When writing in the Fantasy Genre, and to a larger extent any genre, maintaining consistency is vital. Lack of consistency can kill a fantasy story. When you write fantasy you are asking the reader to suspend their disbelief and accept a world, a universe of your creation, one that might be completely foreign to the reader. Whether your story is in the vein of classic fantasy like Lord of the Rings, modern urban fantasy such as The Dresden Files, or something entirely original, consistency is the mortar keeping your story together. Otherwise, without consistency, your fantastical world will collapse like a poorly made house. One of the worst mistakes a writer can make, especially in the fantasy genre, is break consistency, whether that is by ignoring or contradicting something previously established, for simple plot ‘convenience.’ Xlibris Publishing offers some advice and suggestions about important aspects to remember and apply consistency.
Consistency of Characters
It is of vital importance that you keep your characters consistent. If you are further along with your story, with main characters firmly established, it can be jarring to your readers if your main characters do or say things that grossly contradict a character’s earlier behaviours. Once you have established the kind of people your characters are, what values they uphold, and what they are willing or not willing to do, stick to them. If you write your character to suddenly do or say something they previously refused or even admonished another for, then at best the reader might see the character as a hypocrite or at worst question your writing skills.
It is also important for your characters to be consistent with their own capabilities. If a character established as a mediocre fighter is suddenly, out of nowhere, capable of fending off a small army, a reader might take issue with that. If a character established as a highly skilled assassin is incapable of properly following an untrained man in total stealth, a reader might take issue with that. It can be construed as a sign of a poor writer to suddenly change or ignore a character’s previously established skills and capabilities for the sake of plot convenience.
Consistency of Setting
When you pick your setting for your story keep in mind what are the norms, values, and practices of such a setting. For example, if you set your story as taking place in a world not unlike that of feudal Europe then keep in mind how feudalism worked, how it was practiced, and what was not done or tolerated in such a society. If a character (hero or villain) does act in a way that is unorthodox or even taboo to their society, there should be proportionate consequences. If a character acts in a way their society finds detestable and loathsome, yet how their society sees and treats them is relatively unchanged, such can be construed as bad writing.
It is also important to maintain consistency with the fantastical and magical elements of your fantasy story. Establish the rules by which magic operates in your story fairly early on. Establish or lay the references to the fantastical early in the story, so that they do not seemingly appear from out of nowhere later. Be sure to clearly demonstrate the limits and range of what magic and fantastical beings are capable of doing.
Consistency of Plot
Be sure to maintain consistency with your plot. Keep in mind actions and events that took place in your story, especially the consequences of said actions and events. This is similar to keeping consistency with your setting. A sign of poor writing is when the writer, in order to force the plot down a certain path, ignores what happened or had been established earlier in the plot. One character spends an entire arc of the book mustering allies and resources to their cause yet another character, without explanation, does so in one chapter or worse, off page. Maintaining consistency can help you prevent plot holes that will detract from your story’s quality.
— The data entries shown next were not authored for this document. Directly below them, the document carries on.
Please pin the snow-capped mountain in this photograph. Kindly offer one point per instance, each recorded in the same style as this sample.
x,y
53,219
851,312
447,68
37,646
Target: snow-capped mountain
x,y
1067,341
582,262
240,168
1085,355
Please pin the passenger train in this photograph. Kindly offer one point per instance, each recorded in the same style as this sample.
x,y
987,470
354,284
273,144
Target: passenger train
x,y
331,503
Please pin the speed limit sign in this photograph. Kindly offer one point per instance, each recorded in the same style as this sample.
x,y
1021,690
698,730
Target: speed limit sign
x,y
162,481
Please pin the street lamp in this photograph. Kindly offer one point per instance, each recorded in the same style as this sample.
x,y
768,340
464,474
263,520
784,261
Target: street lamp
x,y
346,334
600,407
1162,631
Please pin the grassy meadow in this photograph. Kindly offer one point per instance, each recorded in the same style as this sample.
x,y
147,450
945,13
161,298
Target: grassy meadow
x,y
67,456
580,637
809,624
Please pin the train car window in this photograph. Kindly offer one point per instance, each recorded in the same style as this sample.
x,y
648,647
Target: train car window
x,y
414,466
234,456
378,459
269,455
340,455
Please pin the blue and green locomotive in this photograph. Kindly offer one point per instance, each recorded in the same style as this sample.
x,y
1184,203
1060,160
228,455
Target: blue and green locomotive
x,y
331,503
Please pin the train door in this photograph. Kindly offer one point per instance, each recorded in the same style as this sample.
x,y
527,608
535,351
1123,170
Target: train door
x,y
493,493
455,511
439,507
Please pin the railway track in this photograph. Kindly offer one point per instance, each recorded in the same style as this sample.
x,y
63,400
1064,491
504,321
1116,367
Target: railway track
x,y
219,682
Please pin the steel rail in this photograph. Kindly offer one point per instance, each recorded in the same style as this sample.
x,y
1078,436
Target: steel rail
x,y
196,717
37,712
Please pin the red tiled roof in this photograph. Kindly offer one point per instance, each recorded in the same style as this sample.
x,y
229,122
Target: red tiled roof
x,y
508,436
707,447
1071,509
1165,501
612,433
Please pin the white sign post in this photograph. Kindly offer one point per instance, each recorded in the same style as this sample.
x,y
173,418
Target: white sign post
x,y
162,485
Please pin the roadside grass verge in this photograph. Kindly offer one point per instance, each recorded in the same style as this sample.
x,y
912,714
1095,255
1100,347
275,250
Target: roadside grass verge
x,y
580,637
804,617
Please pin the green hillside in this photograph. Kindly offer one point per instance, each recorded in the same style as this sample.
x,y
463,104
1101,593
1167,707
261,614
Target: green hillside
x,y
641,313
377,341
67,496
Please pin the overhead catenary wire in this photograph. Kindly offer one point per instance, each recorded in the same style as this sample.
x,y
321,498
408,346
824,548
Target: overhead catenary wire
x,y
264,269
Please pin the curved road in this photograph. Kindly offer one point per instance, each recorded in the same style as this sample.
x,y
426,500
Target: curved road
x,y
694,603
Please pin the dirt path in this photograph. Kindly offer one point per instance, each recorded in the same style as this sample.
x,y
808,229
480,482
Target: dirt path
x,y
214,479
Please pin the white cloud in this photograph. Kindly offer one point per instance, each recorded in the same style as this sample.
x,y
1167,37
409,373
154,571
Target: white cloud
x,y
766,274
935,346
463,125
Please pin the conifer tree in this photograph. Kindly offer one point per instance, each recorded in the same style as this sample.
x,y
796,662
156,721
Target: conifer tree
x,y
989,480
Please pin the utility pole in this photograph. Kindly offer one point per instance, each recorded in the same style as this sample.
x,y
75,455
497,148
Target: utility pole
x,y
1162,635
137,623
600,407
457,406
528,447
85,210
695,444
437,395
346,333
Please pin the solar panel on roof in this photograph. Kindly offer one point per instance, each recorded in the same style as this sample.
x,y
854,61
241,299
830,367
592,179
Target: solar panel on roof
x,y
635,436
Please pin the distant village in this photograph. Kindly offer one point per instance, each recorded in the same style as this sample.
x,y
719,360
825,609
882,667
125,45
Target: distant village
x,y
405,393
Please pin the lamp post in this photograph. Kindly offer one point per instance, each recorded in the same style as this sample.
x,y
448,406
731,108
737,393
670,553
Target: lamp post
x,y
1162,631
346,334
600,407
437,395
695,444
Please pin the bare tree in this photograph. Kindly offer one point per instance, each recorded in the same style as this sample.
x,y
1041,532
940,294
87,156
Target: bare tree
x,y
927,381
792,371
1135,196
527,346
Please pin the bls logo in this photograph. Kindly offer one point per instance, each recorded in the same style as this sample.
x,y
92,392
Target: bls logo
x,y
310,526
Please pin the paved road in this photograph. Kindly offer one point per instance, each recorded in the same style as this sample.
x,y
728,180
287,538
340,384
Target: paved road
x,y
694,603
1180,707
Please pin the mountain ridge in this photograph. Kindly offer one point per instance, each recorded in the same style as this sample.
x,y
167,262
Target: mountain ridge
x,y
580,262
It should be stated that there can be exceptions to consistency, cases where the inconsistency itself is important. However, in such cases the inconsistency makes sense in the full context, which must be fully displayed to the reader well before the story ends. Perhaps the villain can get away with even the most heinous crimes because they are so rich and powerful, but only if it is firmly established (or will be) that the villain is already powerful and influential to begin with.
Consistency helps ensure that readers believe in the world you are creating for them.